Every activity has a name and an aggregator activity name. We say that an activity is high-level if its aggregator activity name is equal to its name.
If an activity is not high-level, then its aggregator activity name is the name of the high-level activity to which it contributes.
In practice, we report aggregator activity name in order to link per-partition query activities with the unique aggregator activity associated with their query. The actual name of these activities may not be the same on all nodes.
Activity Examples
- All tasks instrumenting the same query against the same partition share an activity, which has Query type. Tasks instrumenting the query on different partitions have different activities.

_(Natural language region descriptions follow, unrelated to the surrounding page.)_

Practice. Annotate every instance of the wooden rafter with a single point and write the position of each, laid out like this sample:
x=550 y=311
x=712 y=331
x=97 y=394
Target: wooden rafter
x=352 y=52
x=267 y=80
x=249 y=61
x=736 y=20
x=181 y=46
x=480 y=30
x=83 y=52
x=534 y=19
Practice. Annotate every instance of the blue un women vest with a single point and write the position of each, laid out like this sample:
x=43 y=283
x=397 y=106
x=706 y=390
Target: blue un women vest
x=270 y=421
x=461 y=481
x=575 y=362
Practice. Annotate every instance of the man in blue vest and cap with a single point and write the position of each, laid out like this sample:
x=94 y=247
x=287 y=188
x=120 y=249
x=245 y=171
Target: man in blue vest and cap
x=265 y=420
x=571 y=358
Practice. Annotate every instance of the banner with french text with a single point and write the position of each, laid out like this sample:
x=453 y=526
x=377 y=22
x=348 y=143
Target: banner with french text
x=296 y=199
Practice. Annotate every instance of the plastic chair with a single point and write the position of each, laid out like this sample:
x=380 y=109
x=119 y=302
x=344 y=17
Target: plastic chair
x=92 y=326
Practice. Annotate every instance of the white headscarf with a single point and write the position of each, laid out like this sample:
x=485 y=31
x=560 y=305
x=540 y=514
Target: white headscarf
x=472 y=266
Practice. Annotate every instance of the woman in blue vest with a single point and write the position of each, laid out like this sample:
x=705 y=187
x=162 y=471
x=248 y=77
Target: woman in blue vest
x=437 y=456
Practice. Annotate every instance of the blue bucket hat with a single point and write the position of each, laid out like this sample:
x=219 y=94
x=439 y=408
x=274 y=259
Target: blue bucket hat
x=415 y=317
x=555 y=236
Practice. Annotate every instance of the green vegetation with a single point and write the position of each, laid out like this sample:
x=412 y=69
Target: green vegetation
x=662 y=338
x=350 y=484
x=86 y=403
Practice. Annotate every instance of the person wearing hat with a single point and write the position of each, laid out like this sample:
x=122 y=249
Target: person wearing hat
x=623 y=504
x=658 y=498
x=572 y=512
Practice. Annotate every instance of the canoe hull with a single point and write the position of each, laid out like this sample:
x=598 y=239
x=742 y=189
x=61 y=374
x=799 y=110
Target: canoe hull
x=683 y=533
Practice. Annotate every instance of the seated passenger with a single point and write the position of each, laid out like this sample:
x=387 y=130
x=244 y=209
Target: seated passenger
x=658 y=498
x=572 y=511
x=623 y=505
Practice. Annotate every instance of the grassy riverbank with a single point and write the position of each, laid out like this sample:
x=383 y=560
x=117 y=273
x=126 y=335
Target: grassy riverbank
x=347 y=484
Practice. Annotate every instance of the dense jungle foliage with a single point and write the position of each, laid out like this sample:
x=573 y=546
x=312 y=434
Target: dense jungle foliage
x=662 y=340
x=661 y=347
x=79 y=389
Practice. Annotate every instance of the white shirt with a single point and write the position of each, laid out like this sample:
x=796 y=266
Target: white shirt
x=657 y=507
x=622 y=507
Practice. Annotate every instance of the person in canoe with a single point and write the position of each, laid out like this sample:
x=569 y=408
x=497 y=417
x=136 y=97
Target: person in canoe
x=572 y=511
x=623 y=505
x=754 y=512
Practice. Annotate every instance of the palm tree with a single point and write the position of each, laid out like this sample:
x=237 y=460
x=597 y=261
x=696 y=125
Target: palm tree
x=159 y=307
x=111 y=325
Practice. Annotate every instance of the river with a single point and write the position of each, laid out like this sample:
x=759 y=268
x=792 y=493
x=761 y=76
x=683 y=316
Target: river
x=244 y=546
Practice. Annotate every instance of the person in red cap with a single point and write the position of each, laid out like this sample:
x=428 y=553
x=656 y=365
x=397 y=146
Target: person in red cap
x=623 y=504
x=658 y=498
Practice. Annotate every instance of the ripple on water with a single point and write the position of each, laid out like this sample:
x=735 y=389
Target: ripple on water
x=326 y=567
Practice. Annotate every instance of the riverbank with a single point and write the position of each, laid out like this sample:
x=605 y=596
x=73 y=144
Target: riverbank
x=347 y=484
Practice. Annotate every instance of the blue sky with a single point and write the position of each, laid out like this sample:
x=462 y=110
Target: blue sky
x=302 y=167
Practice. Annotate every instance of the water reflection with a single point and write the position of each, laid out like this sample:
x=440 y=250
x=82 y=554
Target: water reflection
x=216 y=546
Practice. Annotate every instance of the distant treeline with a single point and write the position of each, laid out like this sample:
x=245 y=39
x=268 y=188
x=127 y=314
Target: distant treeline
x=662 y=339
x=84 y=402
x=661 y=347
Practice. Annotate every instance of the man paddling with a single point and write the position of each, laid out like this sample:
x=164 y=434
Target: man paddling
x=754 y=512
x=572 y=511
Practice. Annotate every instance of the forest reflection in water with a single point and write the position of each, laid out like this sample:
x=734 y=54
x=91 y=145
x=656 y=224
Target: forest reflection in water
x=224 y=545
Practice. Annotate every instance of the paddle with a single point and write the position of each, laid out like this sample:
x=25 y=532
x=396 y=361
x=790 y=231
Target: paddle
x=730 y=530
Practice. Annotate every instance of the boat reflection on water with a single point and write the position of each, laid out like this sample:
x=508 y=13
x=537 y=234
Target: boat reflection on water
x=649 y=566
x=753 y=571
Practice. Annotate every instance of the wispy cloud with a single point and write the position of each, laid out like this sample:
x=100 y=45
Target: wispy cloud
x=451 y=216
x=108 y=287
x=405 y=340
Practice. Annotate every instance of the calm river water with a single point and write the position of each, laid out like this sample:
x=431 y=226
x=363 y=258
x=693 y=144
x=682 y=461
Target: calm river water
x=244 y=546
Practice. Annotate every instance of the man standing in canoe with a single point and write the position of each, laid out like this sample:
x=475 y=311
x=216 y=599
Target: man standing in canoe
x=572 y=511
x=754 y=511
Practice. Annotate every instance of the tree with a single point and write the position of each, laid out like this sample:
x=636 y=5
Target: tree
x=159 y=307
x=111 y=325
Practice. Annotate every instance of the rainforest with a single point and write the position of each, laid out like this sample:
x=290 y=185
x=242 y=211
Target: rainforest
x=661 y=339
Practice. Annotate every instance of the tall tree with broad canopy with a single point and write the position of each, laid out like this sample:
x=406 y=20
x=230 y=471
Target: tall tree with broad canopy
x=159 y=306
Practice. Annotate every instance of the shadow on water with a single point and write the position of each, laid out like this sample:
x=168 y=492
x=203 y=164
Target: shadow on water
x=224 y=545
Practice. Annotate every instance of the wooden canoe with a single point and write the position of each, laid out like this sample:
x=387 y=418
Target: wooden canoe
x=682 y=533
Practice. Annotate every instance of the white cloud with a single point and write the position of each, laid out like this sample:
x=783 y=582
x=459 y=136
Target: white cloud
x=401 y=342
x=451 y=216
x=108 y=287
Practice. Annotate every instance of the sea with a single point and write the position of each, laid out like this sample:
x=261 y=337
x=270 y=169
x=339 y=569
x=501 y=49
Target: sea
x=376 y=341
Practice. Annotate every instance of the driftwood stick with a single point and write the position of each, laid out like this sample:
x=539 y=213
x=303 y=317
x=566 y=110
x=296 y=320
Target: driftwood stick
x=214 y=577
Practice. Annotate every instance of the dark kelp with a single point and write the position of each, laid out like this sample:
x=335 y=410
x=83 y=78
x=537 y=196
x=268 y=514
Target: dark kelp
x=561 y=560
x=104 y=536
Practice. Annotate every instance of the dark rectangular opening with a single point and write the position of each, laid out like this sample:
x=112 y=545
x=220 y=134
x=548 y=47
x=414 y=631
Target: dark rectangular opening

- All garbage collection pass tasks share an activity, which has System type.
- All replication tasks against the same database partition share an activity, which has Database type.
- All activities associated with a query have the same aggregator activity name, which is the name of the unique high-level activity associated with the query on the aggregator node.
mv_activities
The mv_activities
view in the information_schema
database is a high-level summary profile of all tasks which ran recently on any node in the cluster.
It holds a row per high-level activity H. Each row describes the set of tasks which have run over a recent interval of time and which are either instances of the high level activity H, or else instances of an activity L whose aggregator activity name is the name of H. It reports the sum of the profiling statistics of each task in the set, as collected over the recent interval.
The effect of grouping the instances of multiple activities together is mainly to group all tasks associated with a query, across all partitions, into a single row.
mv_activities
determines recent resource use by computing the change in mv_activities_cumulative
over an interval of time. This interval is controlled by the value of the activities_delta_sleep_s
session variable.
mv_activities
may only be queried while connected to an aggregator node.
We recommend using this view to begin a performance investigation, as it is the most concise.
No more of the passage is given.